Asian Elephant conservation in Western Ghats
The Western Ghats landscape is home to the largest Asian Elephant population in the world. Although large, this population is nevertheless threatened by habitat loss and fragmentation, poaching of elephants, and from retaliatory killing of elephants due to conflict with humans. One of WCS-India’s main efforts have been to support the Government in securing elephant habitats and corridors through consolidation of the Protected Area Network. This is made possible through three approaches across Western Ghats that include facilitation of voluntary relocation of communities from Protected Areas resulting in creation of inviolate spaces, catalyzing privately-funded land purchase for individual families residing within PAs and elephant corridors, and supporting the Forest Department in expansion of the PA network. These initiatives enable the creation of inviolate and large, contiguous forest tracts, which are essential to support a thriving population of this large-ranging mammal. Over the past decades, WCS-India has supported the Forest Department in consolidating several thousands of hectares of critical wildlife habitats and elephant corridors into the Protected Area Network.

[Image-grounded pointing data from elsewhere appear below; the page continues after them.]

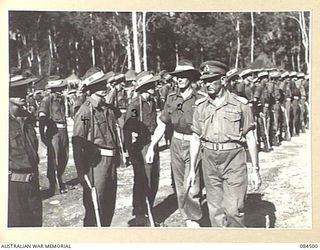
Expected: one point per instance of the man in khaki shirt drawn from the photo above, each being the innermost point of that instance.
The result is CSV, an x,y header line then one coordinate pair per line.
x,y
222,124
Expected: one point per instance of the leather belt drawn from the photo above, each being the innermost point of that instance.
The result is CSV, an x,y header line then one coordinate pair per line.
x,y
61,125
107,152
181,136
21,177
221,146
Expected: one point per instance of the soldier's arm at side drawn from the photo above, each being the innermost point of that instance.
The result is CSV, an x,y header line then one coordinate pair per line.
x,y
253,151
194,153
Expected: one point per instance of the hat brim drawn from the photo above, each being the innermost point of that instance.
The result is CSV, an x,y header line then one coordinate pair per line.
x,y
24,81
149,82
209,76
190,72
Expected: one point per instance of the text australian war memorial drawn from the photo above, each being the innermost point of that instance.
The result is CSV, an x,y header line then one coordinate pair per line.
x,y
178,111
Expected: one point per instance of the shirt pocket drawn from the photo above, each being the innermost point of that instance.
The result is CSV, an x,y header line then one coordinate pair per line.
x,y
16,144
205,123
231,123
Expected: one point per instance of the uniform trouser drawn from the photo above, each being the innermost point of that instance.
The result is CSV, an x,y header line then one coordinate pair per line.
x,y
302,115
58,155
146,178
296,111
276,123
180,163
225,178
24,204
105,181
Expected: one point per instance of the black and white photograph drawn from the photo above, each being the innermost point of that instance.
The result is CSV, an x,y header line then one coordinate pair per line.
x,y
159,119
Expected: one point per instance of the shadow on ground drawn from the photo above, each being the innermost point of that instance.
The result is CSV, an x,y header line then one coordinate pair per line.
x,y
259,213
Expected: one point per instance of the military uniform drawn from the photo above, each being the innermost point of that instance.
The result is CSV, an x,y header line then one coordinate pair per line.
x,y
222,131
96,123
52,110
146,176
24,197
179,113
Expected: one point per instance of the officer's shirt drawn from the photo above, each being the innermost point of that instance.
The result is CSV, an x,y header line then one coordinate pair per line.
x,y
148,122
179,112
104,117
23,144
53,107
229,122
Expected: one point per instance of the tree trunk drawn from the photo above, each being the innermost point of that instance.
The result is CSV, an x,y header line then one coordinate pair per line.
x,y
103,61
252,38
50,43
292,61
39,63
177,54
76,45
92,47
128,47
238,43
298,61
274,58
145,63
19,58
137,63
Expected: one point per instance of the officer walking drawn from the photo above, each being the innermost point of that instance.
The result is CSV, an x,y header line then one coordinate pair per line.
x,y
95,149
24,198
140,124
222,124
178,110
54,134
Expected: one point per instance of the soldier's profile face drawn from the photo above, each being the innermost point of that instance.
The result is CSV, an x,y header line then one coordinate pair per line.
x,y
182,82
214,85
18,101
101,93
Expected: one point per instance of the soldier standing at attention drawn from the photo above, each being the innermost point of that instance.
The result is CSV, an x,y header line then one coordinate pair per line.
x,y
54,134
140,124
178,110
24,198
222,124
95,148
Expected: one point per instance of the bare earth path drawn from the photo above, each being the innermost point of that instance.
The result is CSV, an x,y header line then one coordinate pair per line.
x,y
285,201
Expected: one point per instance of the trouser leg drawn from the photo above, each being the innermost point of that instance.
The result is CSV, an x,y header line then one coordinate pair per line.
x,y
188,203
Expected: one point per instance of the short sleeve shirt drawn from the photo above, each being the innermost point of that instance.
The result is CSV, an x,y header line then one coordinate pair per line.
x,y
179,112
134,122
229,122
104,119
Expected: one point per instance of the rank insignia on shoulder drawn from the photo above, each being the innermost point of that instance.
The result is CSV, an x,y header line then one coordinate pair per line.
x,y
201,100
172,94
202,93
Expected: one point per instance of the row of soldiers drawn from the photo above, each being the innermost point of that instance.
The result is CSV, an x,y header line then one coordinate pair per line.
x,y
113,114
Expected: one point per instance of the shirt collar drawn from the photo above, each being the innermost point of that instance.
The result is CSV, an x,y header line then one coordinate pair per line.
x,y
93,102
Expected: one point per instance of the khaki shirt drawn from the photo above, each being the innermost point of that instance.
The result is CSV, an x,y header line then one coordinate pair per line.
x,y
179,112
104,117
23,144
53,106
229,122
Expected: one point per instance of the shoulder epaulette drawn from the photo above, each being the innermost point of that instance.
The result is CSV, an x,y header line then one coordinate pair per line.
x,y
172,94
201,100
241,99
202,93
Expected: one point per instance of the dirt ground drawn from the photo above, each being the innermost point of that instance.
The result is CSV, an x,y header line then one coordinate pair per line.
x,y
283,201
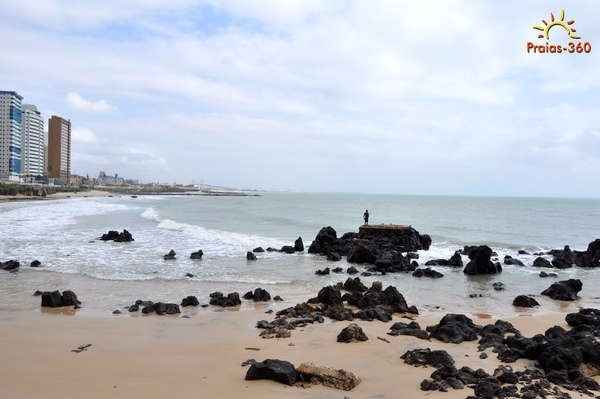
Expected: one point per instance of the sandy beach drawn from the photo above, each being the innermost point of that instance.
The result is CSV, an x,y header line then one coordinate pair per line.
x,y
158,356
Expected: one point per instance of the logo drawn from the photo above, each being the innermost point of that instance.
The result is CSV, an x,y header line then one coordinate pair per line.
x,y
556,26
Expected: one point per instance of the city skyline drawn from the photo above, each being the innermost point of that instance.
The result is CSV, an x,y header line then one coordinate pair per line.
x,y
317,96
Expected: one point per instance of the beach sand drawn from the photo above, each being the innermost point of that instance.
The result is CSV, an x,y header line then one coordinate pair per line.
x,y
200,356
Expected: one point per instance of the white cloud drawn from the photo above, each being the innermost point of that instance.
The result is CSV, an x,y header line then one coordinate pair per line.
x,y
84,135
80,103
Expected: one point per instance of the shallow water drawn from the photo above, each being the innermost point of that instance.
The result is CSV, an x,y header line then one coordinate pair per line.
x,y
61,235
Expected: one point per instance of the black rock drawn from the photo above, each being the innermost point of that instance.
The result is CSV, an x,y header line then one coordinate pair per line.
x,y
218,299
480,261
413,329
542,262
273,369
190,301
454,328
498,286
427,272
162,308
299,245
565,290
427,357
115,236
261,295
352,333
288,249
334,256
509,260
525,301
10,265
54,299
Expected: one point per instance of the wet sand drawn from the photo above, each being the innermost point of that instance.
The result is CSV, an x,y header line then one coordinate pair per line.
x,y
159,356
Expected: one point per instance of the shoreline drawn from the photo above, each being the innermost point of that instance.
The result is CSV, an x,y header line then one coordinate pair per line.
x,y
202,355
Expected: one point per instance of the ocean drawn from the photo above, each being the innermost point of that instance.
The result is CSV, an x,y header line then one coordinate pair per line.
x,y
62,235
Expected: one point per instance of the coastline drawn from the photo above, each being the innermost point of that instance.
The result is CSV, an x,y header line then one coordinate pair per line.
x,y
154,356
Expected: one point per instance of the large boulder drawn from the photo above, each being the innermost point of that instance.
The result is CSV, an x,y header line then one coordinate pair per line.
x,y
9,265
112,235
454,328
273,369
54,299
218,299
480,261
298,245
525,301
352,333
328,376
565,290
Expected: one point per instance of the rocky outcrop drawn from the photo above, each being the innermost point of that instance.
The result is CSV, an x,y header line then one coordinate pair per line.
x,y
427,272
299,245
480,261
54,299
412,329
273,369
190,301
525,301
112,235
381,246
509,260
218,299
329,377
9,265
565,290
352,333
259,295
454,328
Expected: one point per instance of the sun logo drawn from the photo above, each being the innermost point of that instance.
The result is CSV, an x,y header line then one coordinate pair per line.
x,y
547,26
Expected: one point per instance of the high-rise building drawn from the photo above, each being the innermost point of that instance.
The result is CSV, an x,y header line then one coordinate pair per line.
x,y
59,148
10,135
32,142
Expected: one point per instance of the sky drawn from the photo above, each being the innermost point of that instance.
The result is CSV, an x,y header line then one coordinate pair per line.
x,y
410,97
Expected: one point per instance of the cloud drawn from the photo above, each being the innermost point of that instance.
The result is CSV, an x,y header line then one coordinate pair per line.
x,y
84,135
80,103
421,97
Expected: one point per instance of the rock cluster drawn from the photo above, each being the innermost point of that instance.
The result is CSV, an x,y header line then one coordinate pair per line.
x,y
9,265
480,261
54,299
218,299
374,303
112,235
379,247
284,372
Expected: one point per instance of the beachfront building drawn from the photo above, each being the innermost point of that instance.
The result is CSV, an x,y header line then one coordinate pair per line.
x,y
10,135
32,142
59,148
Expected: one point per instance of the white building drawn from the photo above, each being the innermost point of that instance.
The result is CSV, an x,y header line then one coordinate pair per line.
x,y
33,142
10,135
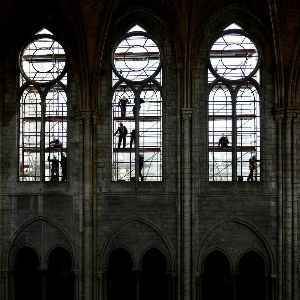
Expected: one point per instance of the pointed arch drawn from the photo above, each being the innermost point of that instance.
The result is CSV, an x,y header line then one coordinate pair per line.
x,y
137,108
234,120
42,109
13,244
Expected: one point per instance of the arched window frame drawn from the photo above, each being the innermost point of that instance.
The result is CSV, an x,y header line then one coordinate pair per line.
x,y
234,159
43,116
147,139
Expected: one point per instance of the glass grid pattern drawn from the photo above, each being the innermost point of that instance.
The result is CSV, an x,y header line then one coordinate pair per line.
x,y
137,82
234,108
43,116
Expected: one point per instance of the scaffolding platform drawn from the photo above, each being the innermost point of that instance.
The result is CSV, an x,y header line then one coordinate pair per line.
x,y
230,149
147,149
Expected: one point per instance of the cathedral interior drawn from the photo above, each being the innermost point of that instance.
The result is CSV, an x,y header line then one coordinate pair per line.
x,y
149,149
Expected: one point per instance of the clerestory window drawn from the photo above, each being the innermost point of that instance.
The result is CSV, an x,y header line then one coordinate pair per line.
x,y
137,108
234,107
42,110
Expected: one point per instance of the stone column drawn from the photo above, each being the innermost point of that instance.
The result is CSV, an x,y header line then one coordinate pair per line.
x,y
76,284
100,295
186,203
279,287
137,276
288,207
88,131
43,272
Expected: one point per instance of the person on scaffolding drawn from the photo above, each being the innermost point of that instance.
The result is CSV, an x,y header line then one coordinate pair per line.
x,y
140,101
123,103
252,168
54,168
141,166
122,130
223,141
55,143
132,137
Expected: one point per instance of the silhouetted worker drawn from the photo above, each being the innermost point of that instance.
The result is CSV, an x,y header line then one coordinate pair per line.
x,y
64,166
123,103
55,143
134,107
122,130
132,137
223,141
141,165
252,167
54,168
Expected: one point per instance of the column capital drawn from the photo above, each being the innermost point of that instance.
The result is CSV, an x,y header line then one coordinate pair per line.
x,y
278,114
186,113
87,115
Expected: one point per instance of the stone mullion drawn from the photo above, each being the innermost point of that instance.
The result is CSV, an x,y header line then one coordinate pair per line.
x,y
294,204
87,184
100,287
279,287
186,203
290,224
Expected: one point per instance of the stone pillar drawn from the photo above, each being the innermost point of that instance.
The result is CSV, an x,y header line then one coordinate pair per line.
x,y
279,133
137,276
198,286
100,294
43,273
288,207
88,132
76,284
186,203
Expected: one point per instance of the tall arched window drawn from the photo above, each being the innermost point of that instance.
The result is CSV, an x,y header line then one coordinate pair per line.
x,y
234,107
42,110
137,108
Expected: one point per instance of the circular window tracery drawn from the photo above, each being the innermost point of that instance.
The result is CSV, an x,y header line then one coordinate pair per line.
x,y
233,56
42,60
136,58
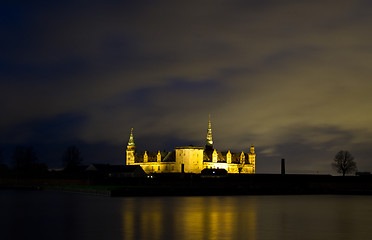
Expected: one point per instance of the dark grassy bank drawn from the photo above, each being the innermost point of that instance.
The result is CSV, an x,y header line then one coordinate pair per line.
x,y
198,185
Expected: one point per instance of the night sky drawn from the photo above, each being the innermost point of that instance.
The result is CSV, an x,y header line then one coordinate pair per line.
x,y
291,77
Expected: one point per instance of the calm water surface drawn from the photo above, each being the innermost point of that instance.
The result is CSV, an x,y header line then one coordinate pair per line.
x,y
58,215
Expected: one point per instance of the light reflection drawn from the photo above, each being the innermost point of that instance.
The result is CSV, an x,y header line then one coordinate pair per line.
x,y
188,218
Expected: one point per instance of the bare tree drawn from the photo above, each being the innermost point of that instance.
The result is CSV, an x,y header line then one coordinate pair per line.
x,y
72,158
344,163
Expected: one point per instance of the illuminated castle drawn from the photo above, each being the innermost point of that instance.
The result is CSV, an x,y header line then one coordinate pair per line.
x,y
191,159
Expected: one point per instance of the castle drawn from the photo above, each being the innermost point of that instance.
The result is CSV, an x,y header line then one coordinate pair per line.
x,y
191,159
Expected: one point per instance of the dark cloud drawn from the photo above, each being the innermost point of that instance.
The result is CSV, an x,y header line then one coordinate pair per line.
x,y
292,77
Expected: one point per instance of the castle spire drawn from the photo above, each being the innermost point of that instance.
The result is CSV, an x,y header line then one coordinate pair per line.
x,y
209,142
131,140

Besides, WCS-India also provides continual support to the Forest Department in the prevention of wildlife trafficking as well as technical support on law enforcement actions that protect Asian Elephants and their habitat in Western Ghats.
Asian Elephant conservation in Northern West Bengal
WCS-India has been working in the elephant corridors in the West Bengal- Assam region, mainly across a landscape that is characterized by a mosaic of tea plantations juxtaposed with forest fragments of varying sizes. The frequent encounter of humans with elephants end up in serious consequences for the local people as well as the animal. WCS-India works in this landscape to mitigate human-elephant conflict by employing various approaches, which include extensive awareness workshops and meetings with the communities living within the tea estates, citizen-science monitoring program, assessing the drivers of habitat selection by elephants in this landscape, and addressing the attitudes and responses of tea estate workers during conflict situation with elephants. The outcomes of these interventions have helped in identifying key elephant movement corridors and high conflict zones within this landscape, and helping the tea estate management and concerned authorities to take up focused mitigation measures.
Human and Elephant Coexistence in northern West Bengal
WCS-India has been working in the tea-estate landscapes of West Bengal since 2015 on conserving elephants in human use landscapes. The fragmented nature of the habitat in the region means that the tea-plantations play a key role in ensuring connectivity for elephant populations that range over 3000 sq km. Our work focuses on enabling movement of elephants and garnering support for their conservation by mitigating conflicts in the region. The project uses a combination of social and ecological approaches to mitigate conflicts using education and awareness programs, stakeholder engagement, policy and management interventions, movement and ranging studies and population monitoring of elephants and community-based conservation interventions. The aim of the activities is to minimize human casualties and crop damage due to elephants in the region and enable safer shared spaces to garner positive support for elephant conservation. The outcomes of these interventions have helped in identifying key elephant movement corridors and high conflict zones within this landscape, assess the efficacy of existing mitigation approaches and helping the local communities, tea estate management and concerned agencies to take up focused mitigation measures using a multi-stakeholder approach.